An 80-year-old man presented with abdominal discomfort, constipation, malaise, loss of appetite and weight loss of 6 months duration. On local examination, there was a hyperpigmented lesion (17×13 mm) (figure 1) on the sole of the right heel which was asymmetrical, had irregular borders and colour variegation. It had central ulceration. Also, there were satellite lesions around it. On systemic examination, there was hepatomegaly. The striking finding was a bunch of matted lymph nodes in the right inguinal region (figure 2).
Figure 1 Sole hyperpigmented ulcer. |
Figure 2 Inguinal lymphadenopathy. |
On digital rectal examination, there were impacted faecoliths. Abdominal ultrasonography revealed hepatomegaly with a small hypoechoic lesion (7×7 mm). There was a conglomerate lymph node mass (85×48 mm) along right ilial vessels causing elevation of iliac vessels anterolaterally and compression of the large bowel (figure 3).

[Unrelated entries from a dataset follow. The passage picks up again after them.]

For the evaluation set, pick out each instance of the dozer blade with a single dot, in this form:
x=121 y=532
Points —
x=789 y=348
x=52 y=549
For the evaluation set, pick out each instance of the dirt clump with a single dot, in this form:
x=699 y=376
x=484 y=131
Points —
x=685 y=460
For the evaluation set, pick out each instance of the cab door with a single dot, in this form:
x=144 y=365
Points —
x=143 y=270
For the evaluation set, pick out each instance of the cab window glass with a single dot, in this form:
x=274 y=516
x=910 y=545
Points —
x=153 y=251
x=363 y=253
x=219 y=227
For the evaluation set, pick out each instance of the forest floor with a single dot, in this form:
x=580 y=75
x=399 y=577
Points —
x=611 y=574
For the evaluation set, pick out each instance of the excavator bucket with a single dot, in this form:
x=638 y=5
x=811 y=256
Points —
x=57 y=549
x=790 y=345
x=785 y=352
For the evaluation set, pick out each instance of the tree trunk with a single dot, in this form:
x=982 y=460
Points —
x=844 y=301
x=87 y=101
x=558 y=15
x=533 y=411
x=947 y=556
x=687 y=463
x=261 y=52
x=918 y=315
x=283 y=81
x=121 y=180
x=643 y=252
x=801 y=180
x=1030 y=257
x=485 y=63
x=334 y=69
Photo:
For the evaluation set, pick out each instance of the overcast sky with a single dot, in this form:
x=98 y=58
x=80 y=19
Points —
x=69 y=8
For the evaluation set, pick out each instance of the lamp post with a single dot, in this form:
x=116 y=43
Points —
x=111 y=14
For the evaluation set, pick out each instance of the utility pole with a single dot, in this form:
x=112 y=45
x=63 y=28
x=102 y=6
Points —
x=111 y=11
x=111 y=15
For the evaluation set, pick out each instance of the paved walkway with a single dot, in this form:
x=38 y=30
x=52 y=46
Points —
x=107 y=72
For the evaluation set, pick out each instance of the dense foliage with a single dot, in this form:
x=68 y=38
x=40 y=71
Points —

Figure 3 Abdominal ultrasound revealed a conglomerate lymphoid mass. |
On fine needle aspiration cytology of inguinal mass, black watery material was aspirated. Cytology showed dispersed malignant cells with marked nuclear pleomorphism and prominent nucleoli with abundant cytoplasm-containing pigment, confirming the diagnosis of metastatic deposits of melanoma (figure 4). There was no evidence of metastasis in the lungs or bones.
Figure 4 Cytology showed dispersed malignant cells with marked nuclear pleomorphism and prominent nucleoli with abundant cytoplasm-containing pigment. |
The case illustrates acral lentiginous malignant melanoma in the right sole with lymphatic metastasis in the right inguinal and pelvic lymph nodes associated with haematogenous spread in the liver (AJCC stage 4). Unfortunately, the patient came for the first time to the hospital with metastasis.